Le gouvernement fédéral continue d’affirmer que son achat de l’oléoduc Trans Mountain « générera un rendement positif pour les Canadiens ».

Il promet même d’investir « chaque dollar gagné dans des projets d’énergie propre ».

Disons qu’il faut porter la même teinte de lunettes que celles du gouvernement, c’est-à-dire rose, pour partager cette analyse. Parce que tout indique que le projet conduira au contraire à des pertes massives pour l’État canadien et donc pour l’ensemble des contribuables. Gâchis monumental en vue, du point de vue à la fois financier, politique et environnemental.

Petit retour en arrière. En 2018, le gouvernement de Justin Trudeau prend la décision, aussi audacieuse que contestée, d’acheter l’oléoduc Trans Mountain pour 4,5 milliards de dollars à la société américaine Kinder Morgan. L’oléoduc achemine du pétrole des environs d’Edmonton, en Alberta, à Burnaby, sur la côte pacifique de la Colombie-Britannique.

À l’époque, Kinder Morgan a commencé à construire un deuxième oléoduc qui suit essentiellement le tracé du premier afin d’en tripler la capacité et d’aider l’Alberta à écouler son pétrole sur les marchés internationaux.

Mais la Colombie-Britannique et les groupes environnementaux s’opposent à cette expansion. Le projet s’embourbe et Kinder Morgan s’impatiente (certains analystes croient en fait que l’entreprise avait compris que le projet n’était pas rentable et cherchait à s’en débarrasser de toute façon).

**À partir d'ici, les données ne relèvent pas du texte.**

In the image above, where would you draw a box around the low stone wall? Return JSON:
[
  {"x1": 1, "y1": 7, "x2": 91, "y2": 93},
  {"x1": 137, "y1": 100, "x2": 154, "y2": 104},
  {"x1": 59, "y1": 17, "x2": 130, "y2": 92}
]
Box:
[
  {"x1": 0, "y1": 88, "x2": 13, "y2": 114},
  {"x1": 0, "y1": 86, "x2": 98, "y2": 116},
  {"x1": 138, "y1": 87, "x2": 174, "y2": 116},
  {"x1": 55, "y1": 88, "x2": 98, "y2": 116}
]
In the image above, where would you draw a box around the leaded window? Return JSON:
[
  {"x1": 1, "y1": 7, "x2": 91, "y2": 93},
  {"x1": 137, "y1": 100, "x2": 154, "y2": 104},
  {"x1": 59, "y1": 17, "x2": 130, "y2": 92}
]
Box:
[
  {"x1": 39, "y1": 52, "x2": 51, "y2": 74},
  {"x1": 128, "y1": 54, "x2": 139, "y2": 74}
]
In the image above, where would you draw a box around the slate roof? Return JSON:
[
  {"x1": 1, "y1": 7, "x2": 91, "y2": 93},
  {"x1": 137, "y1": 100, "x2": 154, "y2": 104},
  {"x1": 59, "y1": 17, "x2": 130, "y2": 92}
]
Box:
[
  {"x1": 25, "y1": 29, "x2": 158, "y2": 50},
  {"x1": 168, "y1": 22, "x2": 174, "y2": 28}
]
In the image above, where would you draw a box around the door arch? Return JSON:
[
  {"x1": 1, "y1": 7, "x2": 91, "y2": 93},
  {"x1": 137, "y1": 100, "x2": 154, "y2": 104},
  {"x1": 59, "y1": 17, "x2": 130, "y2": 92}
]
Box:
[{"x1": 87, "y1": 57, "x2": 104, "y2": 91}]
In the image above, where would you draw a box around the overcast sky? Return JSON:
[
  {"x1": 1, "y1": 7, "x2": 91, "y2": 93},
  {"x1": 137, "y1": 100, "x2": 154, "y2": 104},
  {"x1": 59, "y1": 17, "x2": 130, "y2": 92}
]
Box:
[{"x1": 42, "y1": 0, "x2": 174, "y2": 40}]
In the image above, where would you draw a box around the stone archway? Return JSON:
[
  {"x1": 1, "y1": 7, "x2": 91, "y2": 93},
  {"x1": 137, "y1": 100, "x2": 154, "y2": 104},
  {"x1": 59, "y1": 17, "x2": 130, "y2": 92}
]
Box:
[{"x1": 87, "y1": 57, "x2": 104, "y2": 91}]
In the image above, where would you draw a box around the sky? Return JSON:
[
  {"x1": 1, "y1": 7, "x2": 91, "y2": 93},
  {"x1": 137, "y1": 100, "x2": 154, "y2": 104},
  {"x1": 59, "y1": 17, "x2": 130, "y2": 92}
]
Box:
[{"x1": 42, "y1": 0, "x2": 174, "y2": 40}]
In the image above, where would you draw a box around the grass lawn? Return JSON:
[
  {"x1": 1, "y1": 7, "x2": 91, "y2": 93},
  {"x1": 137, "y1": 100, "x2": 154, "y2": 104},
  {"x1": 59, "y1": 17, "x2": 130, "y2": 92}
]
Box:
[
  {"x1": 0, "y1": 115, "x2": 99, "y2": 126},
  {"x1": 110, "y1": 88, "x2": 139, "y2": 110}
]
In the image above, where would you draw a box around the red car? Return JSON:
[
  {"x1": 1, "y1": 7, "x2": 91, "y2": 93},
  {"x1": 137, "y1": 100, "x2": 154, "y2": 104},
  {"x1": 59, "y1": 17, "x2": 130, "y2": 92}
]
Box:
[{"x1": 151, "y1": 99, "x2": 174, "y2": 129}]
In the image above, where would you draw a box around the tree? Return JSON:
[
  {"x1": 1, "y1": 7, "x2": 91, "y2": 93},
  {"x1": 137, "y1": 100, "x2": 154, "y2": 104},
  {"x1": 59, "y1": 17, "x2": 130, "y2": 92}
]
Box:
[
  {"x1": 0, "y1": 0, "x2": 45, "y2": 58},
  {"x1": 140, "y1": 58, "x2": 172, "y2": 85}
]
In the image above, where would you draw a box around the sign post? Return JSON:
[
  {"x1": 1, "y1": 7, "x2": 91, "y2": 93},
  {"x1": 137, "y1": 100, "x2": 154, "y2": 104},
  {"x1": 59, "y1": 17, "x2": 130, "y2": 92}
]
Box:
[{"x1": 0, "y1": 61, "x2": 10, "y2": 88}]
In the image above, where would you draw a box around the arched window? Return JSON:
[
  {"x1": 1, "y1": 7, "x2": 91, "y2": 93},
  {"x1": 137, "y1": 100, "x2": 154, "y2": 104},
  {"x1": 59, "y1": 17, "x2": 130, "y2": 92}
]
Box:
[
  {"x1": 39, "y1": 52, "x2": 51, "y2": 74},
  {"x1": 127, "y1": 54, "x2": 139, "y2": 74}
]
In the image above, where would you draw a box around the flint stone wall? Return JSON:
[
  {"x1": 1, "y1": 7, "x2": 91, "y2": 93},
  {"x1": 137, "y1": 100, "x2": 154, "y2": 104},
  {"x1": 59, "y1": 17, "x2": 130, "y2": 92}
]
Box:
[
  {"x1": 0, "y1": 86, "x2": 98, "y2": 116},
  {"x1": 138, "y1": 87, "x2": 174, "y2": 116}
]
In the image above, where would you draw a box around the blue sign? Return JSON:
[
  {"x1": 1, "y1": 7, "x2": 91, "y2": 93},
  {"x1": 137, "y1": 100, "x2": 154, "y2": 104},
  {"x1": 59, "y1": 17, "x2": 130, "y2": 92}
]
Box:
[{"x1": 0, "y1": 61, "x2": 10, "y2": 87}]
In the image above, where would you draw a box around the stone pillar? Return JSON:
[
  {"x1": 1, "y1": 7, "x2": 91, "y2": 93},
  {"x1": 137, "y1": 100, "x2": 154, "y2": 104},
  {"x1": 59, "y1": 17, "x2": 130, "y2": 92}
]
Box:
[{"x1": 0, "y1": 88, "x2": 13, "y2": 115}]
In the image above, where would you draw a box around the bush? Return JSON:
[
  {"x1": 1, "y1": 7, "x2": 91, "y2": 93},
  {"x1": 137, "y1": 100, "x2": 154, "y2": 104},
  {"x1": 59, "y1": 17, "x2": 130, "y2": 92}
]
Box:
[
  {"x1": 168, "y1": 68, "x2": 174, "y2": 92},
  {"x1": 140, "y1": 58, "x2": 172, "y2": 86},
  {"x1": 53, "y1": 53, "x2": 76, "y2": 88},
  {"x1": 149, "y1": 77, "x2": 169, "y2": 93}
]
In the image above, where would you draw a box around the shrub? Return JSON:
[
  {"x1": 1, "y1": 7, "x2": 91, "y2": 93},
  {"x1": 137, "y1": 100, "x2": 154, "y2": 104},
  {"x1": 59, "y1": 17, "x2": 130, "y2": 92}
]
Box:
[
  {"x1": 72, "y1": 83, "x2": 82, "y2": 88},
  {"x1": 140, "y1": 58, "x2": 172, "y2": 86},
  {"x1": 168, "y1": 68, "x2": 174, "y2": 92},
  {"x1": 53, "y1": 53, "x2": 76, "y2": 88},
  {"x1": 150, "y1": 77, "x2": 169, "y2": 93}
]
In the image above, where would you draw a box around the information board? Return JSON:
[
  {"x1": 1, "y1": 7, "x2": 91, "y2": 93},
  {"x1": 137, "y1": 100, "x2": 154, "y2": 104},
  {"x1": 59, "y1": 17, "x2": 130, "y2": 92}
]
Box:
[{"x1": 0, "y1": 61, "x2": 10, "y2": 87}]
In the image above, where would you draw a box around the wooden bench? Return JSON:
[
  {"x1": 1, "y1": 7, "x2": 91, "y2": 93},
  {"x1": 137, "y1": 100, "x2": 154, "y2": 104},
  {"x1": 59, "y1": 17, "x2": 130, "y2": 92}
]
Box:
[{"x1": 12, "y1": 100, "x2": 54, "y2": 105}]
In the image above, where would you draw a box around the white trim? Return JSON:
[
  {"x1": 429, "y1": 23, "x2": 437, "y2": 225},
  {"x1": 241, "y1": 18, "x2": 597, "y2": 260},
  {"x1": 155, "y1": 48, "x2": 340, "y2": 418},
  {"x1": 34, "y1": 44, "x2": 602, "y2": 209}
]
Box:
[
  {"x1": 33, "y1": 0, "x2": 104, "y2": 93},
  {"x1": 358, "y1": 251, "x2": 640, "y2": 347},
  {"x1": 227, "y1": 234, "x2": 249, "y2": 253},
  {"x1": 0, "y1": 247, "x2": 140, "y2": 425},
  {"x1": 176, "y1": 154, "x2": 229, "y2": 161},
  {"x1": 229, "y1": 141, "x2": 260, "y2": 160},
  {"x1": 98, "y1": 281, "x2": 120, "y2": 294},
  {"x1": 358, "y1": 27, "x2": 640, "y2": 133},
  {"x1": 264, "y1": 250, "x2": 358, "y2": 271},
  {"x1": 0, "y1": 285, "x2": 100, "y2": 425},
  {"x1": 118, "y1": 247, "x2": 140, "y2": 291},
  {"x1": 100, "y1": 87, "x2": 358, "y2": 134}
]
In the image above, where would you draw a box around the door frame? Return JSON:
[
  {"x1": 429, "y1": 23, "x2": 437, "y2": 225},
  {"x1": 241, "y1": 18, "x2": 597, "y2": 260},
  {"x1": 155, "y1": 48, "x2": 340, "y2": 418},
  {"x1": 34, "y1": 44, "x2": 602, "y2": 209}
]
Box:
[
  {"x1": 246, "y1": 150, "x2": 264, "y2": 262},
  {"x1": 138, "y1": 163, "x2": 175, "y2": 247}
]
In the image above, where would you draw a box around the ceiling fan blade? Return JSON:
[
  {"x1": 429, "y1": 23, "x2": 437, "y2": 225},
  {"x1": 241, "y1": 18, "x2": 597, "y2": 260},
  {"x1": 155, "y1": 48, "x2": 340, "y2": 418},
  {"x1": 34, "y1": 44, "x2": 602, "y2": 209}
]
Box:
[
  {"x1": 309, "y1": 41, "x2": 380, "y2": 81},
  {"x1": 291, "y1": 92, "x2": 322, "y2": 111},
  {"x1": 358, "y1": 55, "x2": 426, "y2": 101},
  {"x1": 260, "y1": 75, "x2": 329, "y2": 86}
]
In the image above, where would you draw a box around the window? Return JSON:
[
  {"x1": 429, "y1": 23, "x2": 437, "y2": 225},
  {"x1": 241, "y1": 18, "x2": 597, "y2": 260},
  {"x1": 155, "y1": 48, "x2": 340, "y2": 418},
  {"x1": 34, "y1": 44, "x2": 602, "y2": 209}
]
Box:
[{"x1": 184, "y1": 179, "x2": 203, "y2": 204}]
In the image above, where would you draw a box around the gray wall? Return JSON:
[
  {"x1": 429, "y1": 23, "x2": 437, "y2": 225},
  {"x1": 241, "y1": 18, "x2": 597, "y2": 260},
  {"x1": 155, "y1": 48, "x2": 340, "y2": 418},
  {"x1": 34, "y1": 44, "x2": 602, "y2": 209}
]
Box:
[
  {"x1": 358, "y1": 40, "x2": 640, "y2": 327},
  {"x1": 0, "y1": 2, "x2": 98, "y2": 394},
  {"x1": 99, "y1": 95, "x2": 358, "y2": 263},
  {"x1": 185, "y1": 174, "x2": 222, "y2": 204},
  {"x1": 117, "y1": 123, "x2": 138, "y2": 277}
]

En se portant acquéreur de l’oléoduc, le fédéral dit vouloir s’assurer que les travaux soient menés à terme.

Mais la construction se bute à de nombreux problèmes. Certaines communautés autochtones contestent le projet en cour, des enjeux environnementaux exigent qu’on détourne le tracé, des problèmes de construction émergent en terrain difficile.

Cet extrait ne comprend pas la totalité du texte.